A: The literary landscape does shift, but I think the landmarks haven’t changed that much in, say, the century since Pound resorted to self-publishing and Poetry was a start-up little mag from Chicago. Of course, between the 80s and the 90s, I had gotten older, more “established” as they say in my own writing. But with Grove Avenue Press, as with Ouroboros, I encouraged people working toward their first book and generally saw poetry in the context of the gift economy. As a private printer, Grove Avenue wasn’t so much about developing an audience. I printed enough copies to give to friends or to display at one or two readings. Then they were gone, almost like snow sculptures.

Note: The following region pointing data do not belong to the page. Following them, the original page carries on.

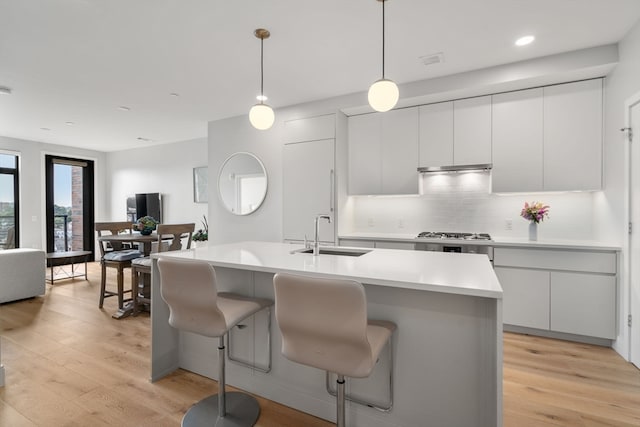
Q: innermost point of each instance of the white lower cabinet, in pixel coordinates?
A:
(583, 304)
(385, 244)
(572, 292)
(525, 298)
(357, 243)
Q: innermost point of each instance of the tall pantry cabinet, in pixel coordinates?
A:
(309, 178)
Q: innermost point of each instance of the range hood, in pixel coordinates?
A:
(456, 168)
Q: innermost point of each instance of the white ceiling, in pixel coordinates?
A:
(80, 60)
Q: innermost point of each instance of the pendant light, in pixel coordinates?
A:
(383, 94)
(261, 115)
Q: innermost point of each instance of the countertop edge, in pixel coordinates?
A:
(550, 244)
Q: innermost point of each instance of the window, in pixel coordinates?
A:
(9, 203)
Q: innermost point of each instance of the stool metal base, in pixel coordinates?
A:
(242, 411)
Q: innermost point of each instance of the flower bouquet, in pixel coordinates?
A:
(535, 212)
(202, 234)
(145, 225)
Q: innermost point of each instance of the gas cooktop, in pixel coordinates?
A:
(454, 236)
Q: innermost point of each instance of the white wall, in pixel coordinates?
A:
(611, 206)
(32, 184)
(463, 203)
(165, 169)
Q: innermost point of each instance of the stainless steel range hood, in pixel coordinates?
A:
(456, 168)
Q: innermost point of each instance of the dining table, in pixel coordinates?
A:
(143, 240)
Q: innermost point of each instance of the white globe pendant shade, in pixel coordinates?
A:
(383, 95)
(261, 116)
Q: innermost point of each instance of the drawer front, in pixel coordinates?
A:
(395, 245)
(357, 243)
(525, 297)
(551, 259)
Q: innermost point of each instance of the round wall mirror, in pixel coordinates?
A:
(242, 183)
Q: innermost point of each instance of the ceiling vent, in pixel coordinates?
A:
(434, 58)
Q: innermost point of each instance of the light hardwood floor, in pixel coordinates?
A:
(69, 363)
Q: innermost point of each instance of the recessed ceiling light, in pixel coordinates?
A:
(434, 58)
(525, 40)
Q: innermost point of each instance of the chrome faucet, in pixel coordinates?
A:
(316, 242)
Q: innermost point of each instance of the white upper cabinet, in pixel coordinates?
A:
(472, 131)
(310, 129)
(517, 141)
(400, 151)
(365, 156)
(548, 139)
(383, 153)
(436, 134)
(573, 136)
(308, 189)
(456, 132)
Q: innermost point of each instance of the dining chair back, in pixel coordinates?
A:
(171, 237)
(115, 255)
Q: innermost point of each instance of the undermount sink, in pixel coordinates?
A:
(333, 251)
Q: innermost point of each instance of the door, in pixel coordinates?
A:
(9, 202)
(308, 190)
(69, 204)
(634, 237)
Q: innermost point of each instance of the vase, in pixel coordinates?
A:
(200, 243)
(146, 231)
(533, 231)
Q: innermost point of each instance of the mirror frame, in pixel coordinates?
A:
(266, 182)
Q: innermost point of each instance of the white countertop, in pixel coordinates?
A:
(496, 242)
(462, 274)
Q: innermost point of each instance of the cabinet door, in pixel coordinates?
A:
(307, 189)
(525, 298)
(583, 304)
(436, 134)
(385, 244)
(472, 131)
(573, 136)
(310, 128)
(365, 155)
(400, 151)
(517, 141)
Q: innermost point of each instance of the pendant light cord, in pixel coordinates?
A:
(261, 70)
(383, 1)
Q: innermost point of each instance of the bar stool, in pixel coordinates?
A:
(190, 290)
(324, 325)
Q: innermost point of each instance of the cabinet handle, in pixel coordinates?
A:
(331, 189)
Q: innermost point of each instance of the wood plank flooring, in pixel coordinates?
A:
(69, 363)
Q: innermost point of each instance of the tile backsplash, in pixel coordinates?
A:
(463, 202)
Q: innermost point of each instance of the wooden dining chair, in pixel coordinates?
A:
(170, 238)
(114, 254)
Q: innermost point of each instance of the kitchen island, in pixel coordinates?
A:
(447, 351)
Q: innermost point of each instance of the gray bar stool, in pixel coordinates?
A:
(324, 325)
(190, 290)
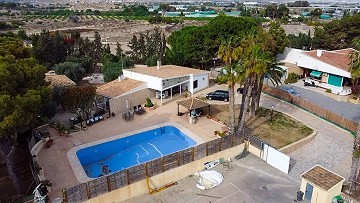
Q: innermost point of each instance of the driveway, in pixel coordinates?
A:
(251, 181)
(346, 109)
(331, 148)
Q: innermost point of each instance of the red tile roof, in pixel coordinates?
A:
(116, 88)
(337, 58)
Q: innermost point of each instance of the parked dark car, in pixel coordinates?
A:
(222, 95)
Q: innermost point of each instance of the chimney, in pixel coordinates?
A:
(158, 62)
(121, 77)
(318, 52)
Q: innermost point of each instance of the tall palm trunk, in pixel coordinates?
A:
(5, 152)
(258, 93)
(245, 104)
(232, 108)
(355, 160)
(253, 98)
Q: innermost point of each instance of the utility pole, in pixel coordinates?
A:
(355, 161)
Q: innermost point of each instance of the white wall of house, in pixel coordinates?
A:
(311, 63)
(297, 57)
(290, 55)
(152, 82)
(141, 87)
(202, 82)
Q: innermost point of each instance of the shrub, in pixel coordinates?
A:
(149, 103)
(292, 78)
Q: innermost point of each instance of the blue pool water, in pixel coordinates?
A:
(132, 150)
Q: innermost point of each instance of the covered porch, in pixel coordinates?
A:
(192, 104)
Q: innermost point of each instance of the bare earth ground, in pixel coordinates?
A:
(282, 131)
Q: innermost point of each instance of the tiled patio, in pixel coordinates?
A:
(54, 159)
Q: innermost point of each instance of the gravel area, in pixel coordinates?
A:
(331, 148)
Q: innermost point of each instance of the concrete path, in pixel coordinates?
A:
(251, 181)
(331, 148)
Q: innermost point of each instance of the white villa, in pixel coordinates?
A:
(327, 69)
(140, 82)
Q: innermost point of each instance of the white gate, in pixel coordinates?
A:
(275, 158)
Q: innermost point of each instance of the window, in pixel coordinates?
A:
(195, 84)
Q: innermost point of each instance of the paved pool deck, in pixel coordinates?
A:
(331, 149)
(55, 162)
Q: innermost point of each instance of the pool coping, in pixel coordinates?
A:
(79, 170)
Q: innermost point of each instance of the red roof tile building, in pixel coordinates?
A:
(327, 69)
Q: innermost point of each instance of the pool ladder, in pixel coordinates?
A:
(162, 127)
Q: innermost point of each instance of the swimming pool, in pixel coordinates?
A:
(122, 153)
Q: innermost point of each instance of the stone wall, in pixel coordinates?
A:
(118, 106)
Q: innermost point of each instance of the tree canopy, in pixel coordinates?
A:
(23, 90)
(194, 46)
(79, 97)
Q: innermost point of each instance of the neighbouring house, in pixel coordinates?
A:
(140, 82)
(327, 69)
(58, 80)
(320, 185)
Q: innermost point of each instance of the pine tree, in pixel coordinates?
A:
(106, 49)
(133, 44)
(119, 51)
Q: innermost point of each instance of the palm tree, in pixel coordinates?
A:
(255, 63)
(355, 73)
(230, 54)
(355, 62)
(274, 74)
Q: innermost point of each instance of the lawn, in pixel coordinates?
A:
(281, 131)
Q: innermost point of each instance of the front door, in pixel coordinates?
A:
(308, 193)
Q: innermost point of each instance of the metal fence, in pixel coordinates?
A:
(104, 184)
(314, 108)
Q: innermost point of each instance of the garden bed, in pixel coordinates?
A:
(281, 131)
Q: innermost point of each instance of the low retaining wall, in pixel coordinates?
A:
(164, 178)
(298, 144)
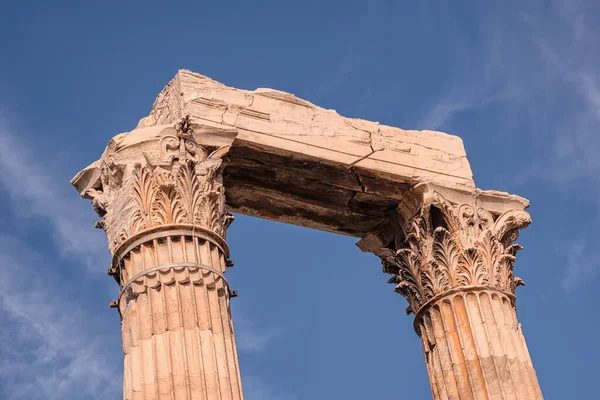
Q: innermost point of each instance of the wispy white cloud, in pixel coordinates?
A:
(258, 389)
(249, 337)
(47, 349)
(32, 184)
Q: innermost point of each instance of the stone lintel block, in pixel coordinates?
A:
(362, 168)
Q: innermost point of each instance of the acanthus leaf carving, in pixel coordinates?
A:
(181, 183)
(448, 246)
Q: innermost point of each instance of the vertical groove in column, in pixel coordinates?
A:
(177, 332)
(455, 349)
(469, 348)
(427, 351)
(475, 350)
(495, 344)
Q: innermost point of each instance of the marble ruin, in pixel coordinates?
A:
(165, 190)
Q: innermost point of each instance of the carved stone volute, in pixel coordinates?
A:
(447, 246)
(164, 177)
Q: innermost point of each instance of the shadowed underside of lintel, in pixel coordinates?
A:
(292, 161)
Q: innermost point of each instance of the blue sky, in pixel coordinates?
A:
(315, 319)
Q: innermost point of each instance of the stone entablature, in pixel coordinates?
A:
(287, 159)
(163, 192)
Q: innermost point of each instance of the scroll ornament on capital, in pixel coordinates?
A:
(183, 185)
(447, 246)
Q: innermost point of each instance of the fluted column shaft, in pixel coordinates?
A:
(474, 348)
(453, 261)
(178, 337)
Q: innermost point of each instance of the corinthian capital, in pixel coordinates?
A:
(454, 241)
(154, 177)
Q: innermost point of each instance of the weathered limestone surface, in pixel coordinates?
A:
(451, 255)
(164, 215)
(163, 192)
(292, 161)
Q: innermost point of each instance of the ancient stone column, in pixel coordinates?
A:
(163, 206)
(452, 260)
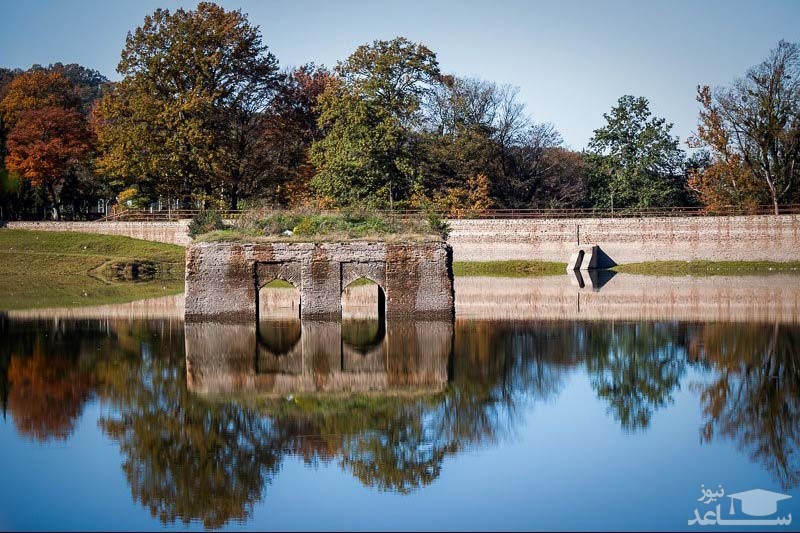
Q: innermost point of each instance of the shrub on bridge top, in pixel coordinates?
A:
(353, 224)
(206, 221)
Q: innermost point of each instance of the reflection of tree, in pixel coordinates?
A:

They are more like memorabilia than articles of trade. Interesting artworks pop up all the time in this sort of fugitive way, and they will continue to do so. Most of them will disappear and then be forgotten, but they all contribute to the creative atmosphere of a place.

Q: You’d mentioned that you see Grove Avenue as a press more in hibernation than one that has completely stopped. What might prompt a return to producing chapbooks?

A: As you know, rob, there’s a particular satisfaction in seeing something like this take shape. To be in control of the means of production, to be able to decide what to create, how, and when – that’s a creator’s dream. The business side doesn’t interest me as much. So if I were to produce chapbooks again it would be, as before, in small numbers to be given away at an event. Or else as a collectible object – something beautifully produced with fine quality materials. I started Grove Avenue Press because I thought I could do handmade work at home with my new tools. The result didn’t live up to my hopes, despite the excellent poetry the chapbooks contain. It would take something special, in every way, to tempt me to try again.

Grove Avenue Press Bibliography

Laser printed in editions of 26 numbered A to Z

Colin Morton. Mood Indigo. 1996.

Wendy Battin. Lucid Dreaming. 1997.

rob mclennan. a history of trains. 1997.

Maxianne Berger. Crossing the Line. 1998.

Rachel Loden. My Domain. 2000.

Photocopied in printings of 150 and 100

Mary Lee Bragg. How Women Work. 2010. Cover art by Susan Brison.